Mais si votre fibre sociale est indéniable, votre conscience environnementale me semble encore largement à construire. Notre maison commune brûle. Elle brûle d’un climat qui se détraque, d’une biodiversité qui s’effondre et de ressources qui s’épuisent. Au cœur de cet incendie, une mondialisation dont les traités de libre-échange, dans leur forme actuelle, sont le moteur, traités qui privilégient les détenteurs de capitaux, souvent improprement appelés investisseurs, et ramènent les normes sociales, environnementales, fiscales démocratiques au rang d’accessoires décoratifs, bien évidemment non contraignants. Vous auriez aimé conclure un pareil traité avec les États-Unis, et vous l’avez dit vous-même, vous en avez conclu une quinzaine avec d’autres. De même, vous avez défendu une politique agricole commune essentiellement productiviste, à rebours de toute ambition climatique ou pour la biodiversité.

Contrairement à vos promesses, et là nous le regrettons vraiment profondément, parce que vous aviez fait cette promesse en venant devant notre groupe, il y a cinq ans, vous avez bloqué tout progrès en vue de l’interdiction des perturbateurs endocriniens et vous n’avez pas démocratisé l’autorisation des OGM.

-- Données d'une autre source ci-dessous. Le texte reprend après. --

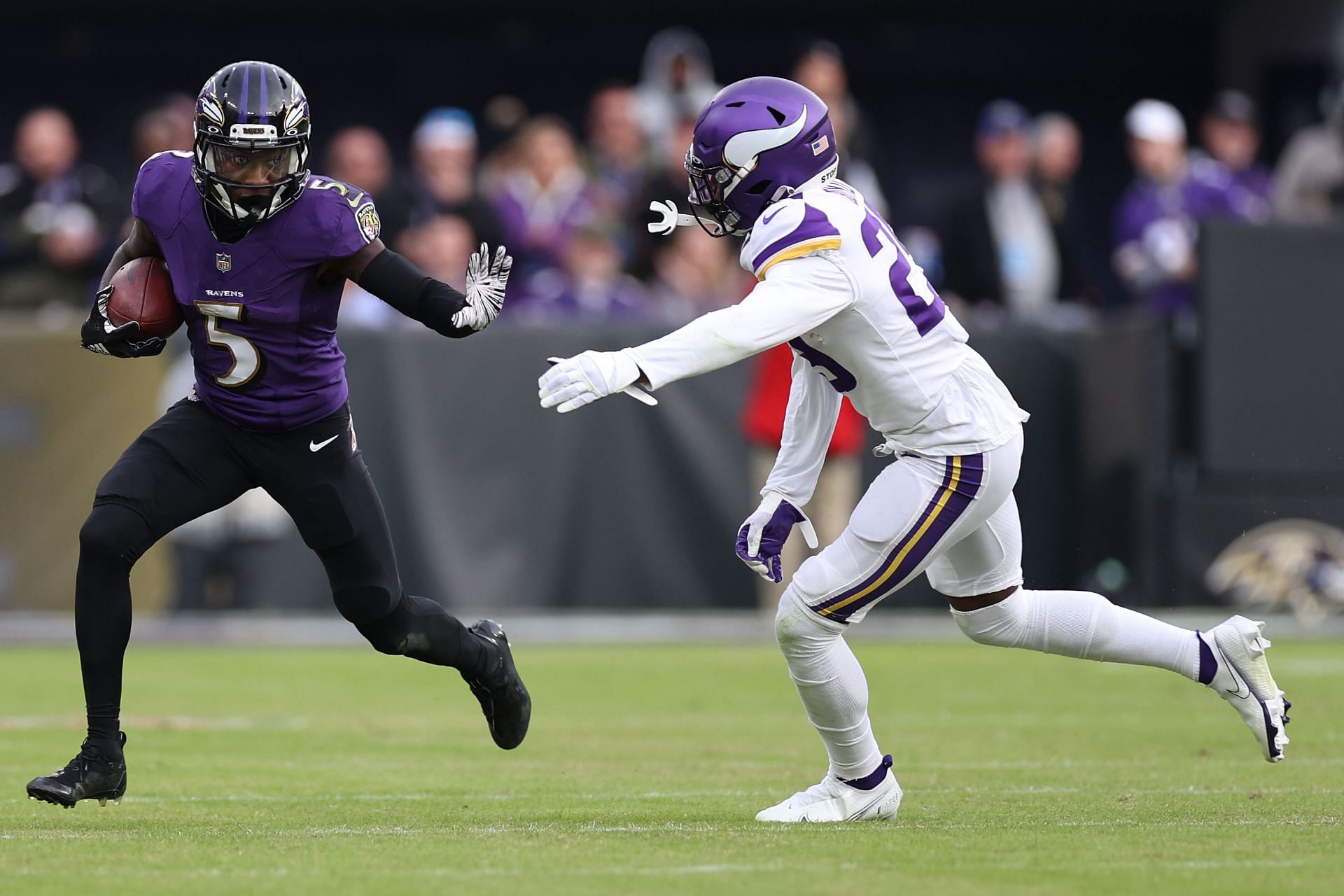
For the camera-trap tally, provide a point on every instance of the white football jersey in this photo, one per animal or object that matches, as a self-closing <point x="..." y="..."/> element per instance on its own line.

Trop souvent, votre Commission a refusé de s’opposer de front aux intérêts du Big Business. En témoigne, par exemple, votre empressement à faire protéger les secrets d’affaires et, par comparaison, votre timidité à protéger les lanceurs d’alerte ou à confronter l’industrie automobile, non seulement à ses responsabilités mais à ses tricheries.

Nous gardons donc de vos cinq années un souvenir mélangé, celui d’une Commission européenne de transition qui, en dernière analyse, n’a sans doute pas su prendre la pleine mesure des défis existentiels auxquels nous sommes confrontés.

Vous nous disiez prendre la tête de la Commission de la dernière chance. Le résultat des élections européennes du mois de mai vous a heureusement démenti. Votre travail y a contribué, mais je pense aussi que les Verts/Alliance Libre européenne y ont apporté pleinement leur part. La logique de la préférence nationale n’a pas emporté la mise. Et, comme vous, nous la combattons. Ceci dit, le danger n’est pas écarté. Il appartiendra à celle qui va vous succéder, à la fois la présidente et la nouvelle Commission qui va succéder à la vôtre, de prendre un cap résolument différent si, comme vous le voulez et nous le voulons, nous voulons réconcilier tous les Européens et toutes les Européennes avec l’idée de l’intégration européenne, qui constitue, je le rappelle, la première expérience au monde d’une démocratie transnationale.